Pazuello se complica

E o ex-ministro Pazuello, que assim como Mayra é investigado pelo colapso do Amazonas, vai se complicando ainda mais. Ele agora será alvo de uma apuração interna do Exército porque participou, no domingo (23), de um ato pró-Bolsonaro no Rio de Janeiro. Como é general da ativa, ele está proibido de se envolver com atividades políticas.

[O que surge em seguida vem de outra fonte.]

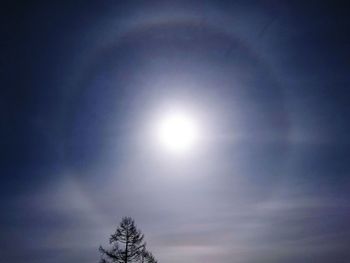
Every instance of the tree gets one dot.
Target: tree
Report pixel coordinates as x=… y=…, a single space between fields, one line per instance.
x=127 y=245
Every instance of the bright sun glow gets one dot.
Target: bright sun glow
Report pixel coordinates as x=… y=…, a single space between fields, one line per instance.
x=177 y=132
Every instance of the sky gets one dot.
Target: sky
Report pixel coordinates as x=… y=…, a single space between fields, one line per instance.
x=83 y=83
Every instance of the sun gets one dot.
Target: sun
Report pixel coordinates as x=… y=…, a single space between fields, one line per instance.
x=177 y=131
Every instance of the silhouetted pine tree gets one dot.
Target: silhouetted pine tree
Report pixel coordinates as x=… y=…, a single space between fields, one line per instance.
x=127 y=245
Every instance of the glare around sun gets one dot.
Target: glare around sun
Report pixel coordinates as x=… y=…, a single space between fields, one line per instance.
x=177 y=132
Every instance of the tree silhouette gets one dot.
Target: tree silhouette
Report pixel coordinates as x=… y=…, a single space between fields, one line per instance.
x=127 y=245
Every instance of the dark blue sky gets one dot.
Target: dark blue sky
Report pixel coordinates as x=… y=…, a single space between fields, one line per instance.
x=81 y=81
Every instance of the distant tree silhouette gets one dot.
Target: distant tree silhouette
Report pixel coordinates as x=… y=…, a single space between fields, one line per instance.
x=127 y=245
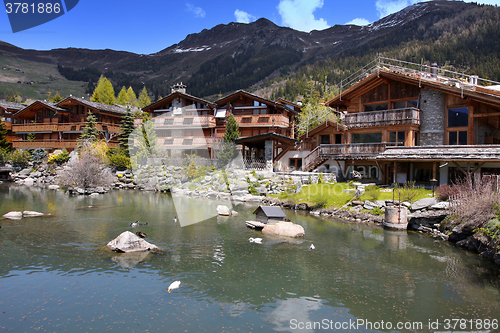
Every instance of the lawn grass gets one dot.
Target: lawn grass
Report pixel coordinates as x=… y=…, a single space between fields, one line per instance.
x=333 y=195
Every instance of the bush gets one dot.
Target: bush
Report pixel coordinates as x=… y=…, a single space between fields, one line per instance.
x=38 y=155
x=120 y=161
x=60 y=158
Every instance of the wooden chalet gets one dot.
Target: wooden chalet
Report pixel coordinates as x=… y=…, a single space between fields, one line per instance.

O vice-presidente, Hamilton Mourão, que é general da reserva, disse que Pazuello sabe que errou e deve ser punido. Outro general que foi do governo, Santos Cruz, afirmou que mergulhar o Exército na política é um desrespeito à instituição. Segundo o colunista Valdo Cruz, a avaliação nas Forças Armadas é que o comando Exército ficará desmoralizado se não punir Pazuello.

Enquanto isso…
O Brasil chegou a 450 mil mortes pela Covid-19 e já vê no horizonte uma provável terceira onda de contágios. No estado de SP, a ocupação de UTIs voltou a ficar acima de 80% após um mês. As internações também aumentaram no Maranhão, onde foi identificada a variante indiana. E 20% da população tomou a primeira dose da vacina até agora.

Alertas da Pfizer

Documentos enviados à CPI mostram que a Pfizer tentou convencer o governo brasileiro a aceitar as primeiras ofertas de vacina, ainda em 2020, e avisou que repassaria as doses a outros países se não recebesse uma resposta (o que de fato ocorreu). Em dezembro, a empresa mandou uma carta a Pazuello em que propunha soluções para os problemas apontados pelo governo, como a necessidade de armazenar as vacinas a baixíssimas temperaturas. Leia a íntegra. Elcio Franco, coronel do Exército e nº 2 de Pazuello no ministério, disse à Pfizer na época que um vírus de computador atrapalhava a análise das propostas da farmacêutica.

Revolução psicodélica

G1 publica hoje uma reportagem que conta como pesquisadores estão usando drogas psicodélicas para tratar depressão e outras doenças psiquiátricas, como o estresse pós-traumático. Resultados desses estudos estão saindo nas publicações científicas mais respeitadas do mundo. O jornal “The New York Times” escolheu o termo “revolução” para se referir ao uso do MDMA, princípio ativo do ecstasy, e da psilocibina, dos cogumelos mágicos. Especialistas ouvidos por nossa reportagem concordam e dizem que a ciência está em uma nova etapa neste assunto. Aqui no Brasil, pesquisadores testam também os efeitos terapêuticos da ayahuasca, presente em rituais religiosos. Conheça os detalhes dos estudos e veja um histórico no vídeo abaixo.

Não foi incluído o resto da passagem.